I gripped the edges of my chair, feeling Zeke and Jackal tense. "What do you know about that?" I asked. The Prince's smile grew, showing fangs.

"Because he is being tortured in the lowest level of my tower," he continued, matter-of-fact, "and his pain calls out to you, his offspring. Because you dream of him, starving, going mad with Hunger, clawing at the chains around him like a beast. Because he is screaming for salvation, and you cannot resist your sire's call. It drew you here, to my city, and it compels you to find him. But you cannot save him now."

I swallowed hard. Salazar had Kanin. But how? How had he gotten him away from Sarren? Had he killed the psychotic vampire, or had Sarren simply lost interest and left Kanin for the Prince to find?

I shook myself. None of that mattered. Sarren was gone, and the Prince was the one we had to deal with now. "Why are you doing this to him?" I whispered. "He was trying to find the cure for Red Lung and Rabidism. He was trying to save everything."

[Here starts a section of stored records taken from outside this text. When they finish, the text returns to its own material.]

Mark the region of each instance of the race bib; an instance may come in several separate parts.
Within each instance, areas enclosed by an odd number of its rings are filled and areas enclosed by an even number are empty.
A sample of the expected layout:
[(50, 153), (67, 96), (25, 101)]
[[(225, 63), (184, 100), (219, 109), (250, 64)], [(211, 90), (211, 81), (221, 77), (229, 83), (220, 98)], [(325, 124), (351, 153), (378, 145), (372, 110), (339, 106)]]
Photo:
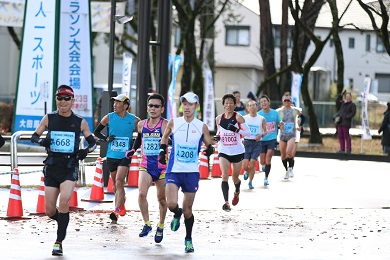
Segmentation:
[(294, 123), (284, 123), (284, 129), (283, 129), (283, 132), (285, 133), (292, 133), (292, 131), (294, 130)]
[(222, 133), (221, 142), (225, 146), (237, 145), (237, 135), (235, 133)]
[(160, 152), (160, 138), (159, 137), (145, 137), (144, 138), (144, 153), (147, 156), (158, 155)]
[(50, 138), (52, 142), (50, 144), (50, 150), (56, 153), (73, 153), (75, 133), (63, 132), (63, 131), (51, 131)]
[(248, 125), (249, 130), (251, 131), (251, 136), (256, 136), (260, 132), (260, 126), (258, 125)]
[(193, 144), (177, 144), (176, 159), (182, 163), (198, 162), (198, 146)]
[(267, 128), (267, 133), (275, 132), (275, 122), (267, 122), (265, 127)]
[(111, 151), (126, 152), (127, 150), (129, 150), (128, 137), (115, 137), (115, 139), (111, 142)]

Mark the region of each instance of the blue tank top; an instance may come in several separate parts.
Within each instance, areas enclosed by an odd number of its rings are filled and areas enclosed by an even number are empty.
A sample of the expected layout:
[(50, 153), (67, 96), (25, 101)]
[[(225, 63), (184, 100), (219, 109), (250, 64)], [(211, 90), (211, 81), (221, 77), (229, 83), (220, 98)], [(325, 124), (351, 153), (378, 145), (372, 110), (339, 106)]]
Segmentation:
[(161, 164), (158, 161), (158, 154), (160, 152), (160, 140), (163, 135), (162, 123), (164, 118), (160, 118), (160, 121), (154, 128), (148, 127), (149, 119), (145, 120), (142, 127), (142, 143), (141, 143), (141, 162), (140, 167), (144, 169), (165, 169), (166, 165)]
[(278, 124), (280, 121), (279, 113), (274, 109), (270, 109), (268, 113), (264, 113), (263, 110), (257, 112), (257, 114), (265, 118), (267, 134), (261, 138), (261, 141), (271, 141), (278, 137)]
[(126, 112), (125, 117), (112, 112), (108, 114), (108, 135), (115, 135), (115, 139), (108, 143), (107, 158), (122, 159), (127, 150), (130, 150), (131, 139), (135, 128), (135, 115)]

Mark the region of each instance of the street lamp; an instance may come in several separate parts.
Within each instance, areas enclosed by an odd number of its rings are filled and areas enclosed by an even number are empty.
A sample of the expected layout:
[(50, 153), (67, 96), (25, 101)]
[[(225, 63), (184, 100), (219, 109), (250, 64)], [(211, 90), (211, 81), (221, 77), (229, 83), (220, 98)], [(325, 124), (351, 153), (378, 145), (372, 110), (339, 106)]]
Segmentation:
[(109, 95), (109, 109), (112, 111), (111, 97), (114, 85), (114, 52), (115, 52), (115, 22), (125, 24), (133, 20), (133, 16), (116, 15), (116, 0), (111, 0), (111, 16), (110, 16), (110, 46), (108, 57), (108, 95)]

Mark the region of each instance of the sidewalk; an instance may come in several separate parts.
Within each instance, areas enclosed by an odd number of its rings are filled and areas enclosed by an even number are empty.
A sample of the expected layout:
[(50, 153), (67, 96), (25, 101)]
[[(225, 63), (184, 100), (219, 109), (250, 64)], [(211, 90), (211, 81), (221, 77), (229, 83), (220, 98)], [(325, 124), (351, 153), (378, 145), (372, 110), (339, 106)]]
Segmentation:
[[(87, 183), (93, 168), (88, 167)], [(201, 180), (194, 204), (195, 252), (184, 253), (183, 218), (177, 232), (165, 221), (164, 240), (153, 240), (158, 219), (156, 189), (148, 200), (153, 232), (138, 237), (142, 228), (137, 188), (126, 189), (127, 215), (118, 225), (107, 213), (112, 203), (79, 202), (86, 211), (72, 213), (64, 259), (388, 259), (390, 255), (390, 164), (333, 159), (297, 158), (295, 177), (283, 180), (280, 157), (272, 160), (270, 186), (263, 174), (249, 190), (242, 179), (240, 202), (224, 212), (221, 179)], [(9, 177), (9, 176), (6, 176)], [(5, 181), (0, 176), (0, 182)], [(39, 182), (39, 174), (22, 175), (21, 184)], [(233, 185), (230, 183), (230, 199)], [(89, 188), (78, 190), (79, 200)], [(22, 187), (25, 216), (34, 211), (38, 191)], [(106, 195), (110, 198), (112, 195)], [(9, 190), (0, 189), (0, 216), (7, 211)], [(179, 192), (181, 205), (182, 193)], [(2, 259), (53, 259), (51, 248), (56, 226), (47, 217), (25, 221), (0, 221)]]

"He betrayed all our kind when he went to the scientists." Salazar's voice was suddenly hard and terrifying, his eyes gleaming with hate. "He turned on his own kin, allowed the humans to experiment on those who would be their masters, and he is responsible for the abominations outside the city." Salazar sat back, composing himself, though his voice was no less scary. "What he allowed those humans to do to our former brethren is unforgivable. What he helped create has damned us all to the darkest pits of hell. Kanin will suffer for his crimes. I have all eternity to watch him writhe and scream and become that which he created. A fitting end, I believe." Salazar's gaze sharpened, cutting into me. "Perhaps you would care to join him."